British government ministers are studying plans for regional air bridges which would allow business travellers and holidaymakers to come to the UK from “low-risk” areas, such as New York City, within countries which are “red-listed” because of their overall high coronavirus rates.
A present, New York’s seven-day infection rate is just 7.2 cases per 100,000, lower than England’s 11.3, yet it is still “red-listed” meaning any US visitor to the UK has to enter quarantine for 14 days.
A source said, “There are discussions going on at a very senior level around opening up London and New York”
“They are at a very early stage but it is vital to get the business going with a major trading partner especially as we near Brexit.”
Transport Secretary Grant Shapps confirmed last week ministers were looking at the possibility of “regional travel corridors” which would allow quarantine-free flights from “low risk” areas within countries with high coronavirus rates.
A spokesman for the Department of Transport said: “Conversations between Governments in other countries on a whole range of issues take place regularly.
“Public health remains the UK’s top priority and we are committed to tackling this virus while enabling a sustainable and responsible return to international travel.
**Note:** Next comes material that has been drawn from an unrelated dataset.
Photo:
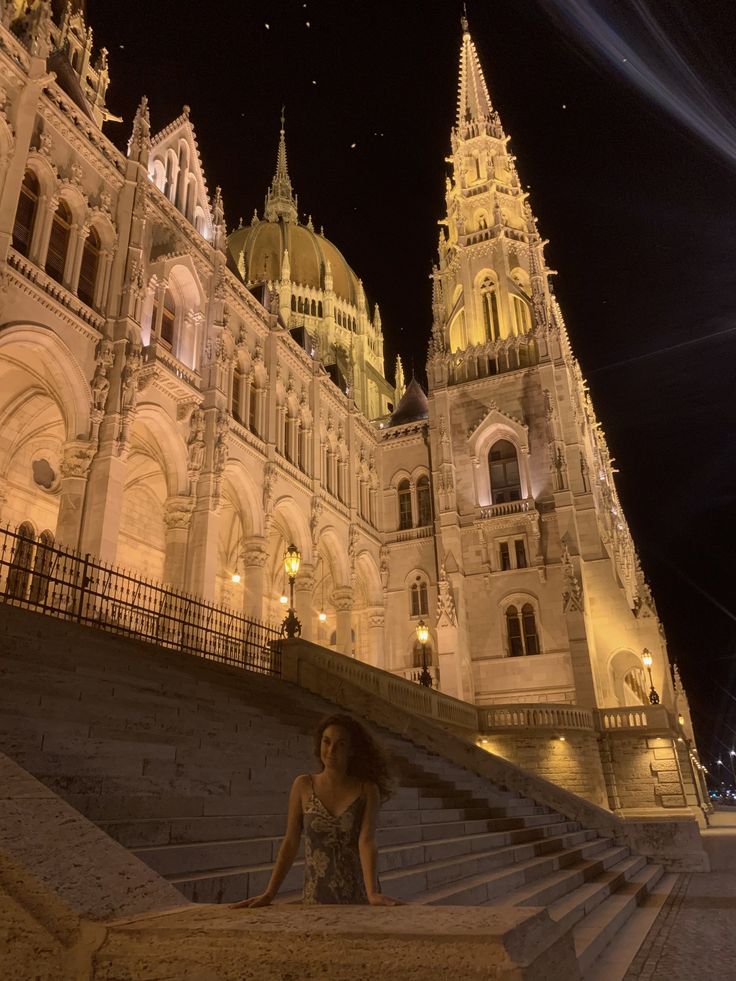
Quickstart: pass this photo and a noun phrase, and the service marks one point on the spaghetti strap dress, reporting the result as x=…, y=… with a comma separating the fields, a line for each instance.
x=332, y=870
“We keep the data for all countries and territories under constant review and will not add a country to our travel corridor list unless safe to do so.”
Paul Charles, chief executive of the travel consultancy The PC Agency, said the US-UK talks would heap pressure on the Government to introduce coronavirus testing to allow incoming passengers to avoid quarantine.
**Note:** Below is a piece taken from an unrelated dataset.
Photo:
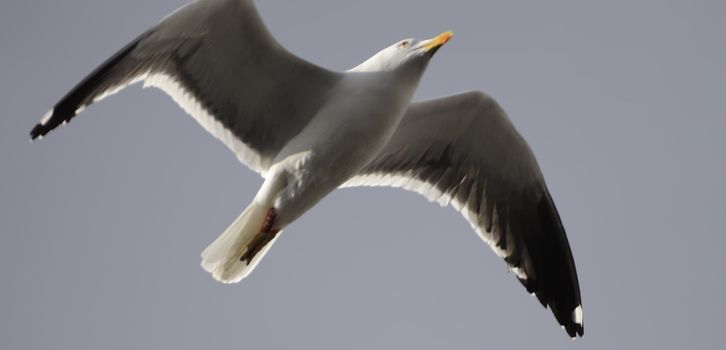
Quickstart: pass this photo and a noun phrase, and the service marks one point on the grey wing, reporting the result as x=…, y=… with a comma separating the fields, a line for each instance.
x=464, y=150
x=217, y=60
He said: “The US will only agree to this if there is proper testing in place in the UK. The delay in establishing a testing policy is in danger of holding up the opening of commercially-important travel corridors.”
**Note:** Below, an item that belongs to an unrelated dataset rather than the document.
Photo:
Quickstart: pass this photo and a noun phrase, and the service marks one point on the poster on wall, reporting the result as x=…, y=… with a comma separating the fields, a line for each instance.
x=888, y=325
An airport industry source has said: “New York is the financial centre of the most powerful economic force in the world so we need to be able to fly there.”
Mr Shapps has repeatedly played down the idea of airport testing, saying swab tests would fail to spot almost 90 per cent of asymptomatic cases.
But a growing band of some 80 MPs, including 40 Tories, have warned that failing to introduce airport testing would have a disastrous impact on the travel industry and wider economy.
Senior aviation bosses, including Heathrow chief executive John Holland-Kaye, say the current quarantine measures are costing the economy £60million a day in lost spending by foreign visitors.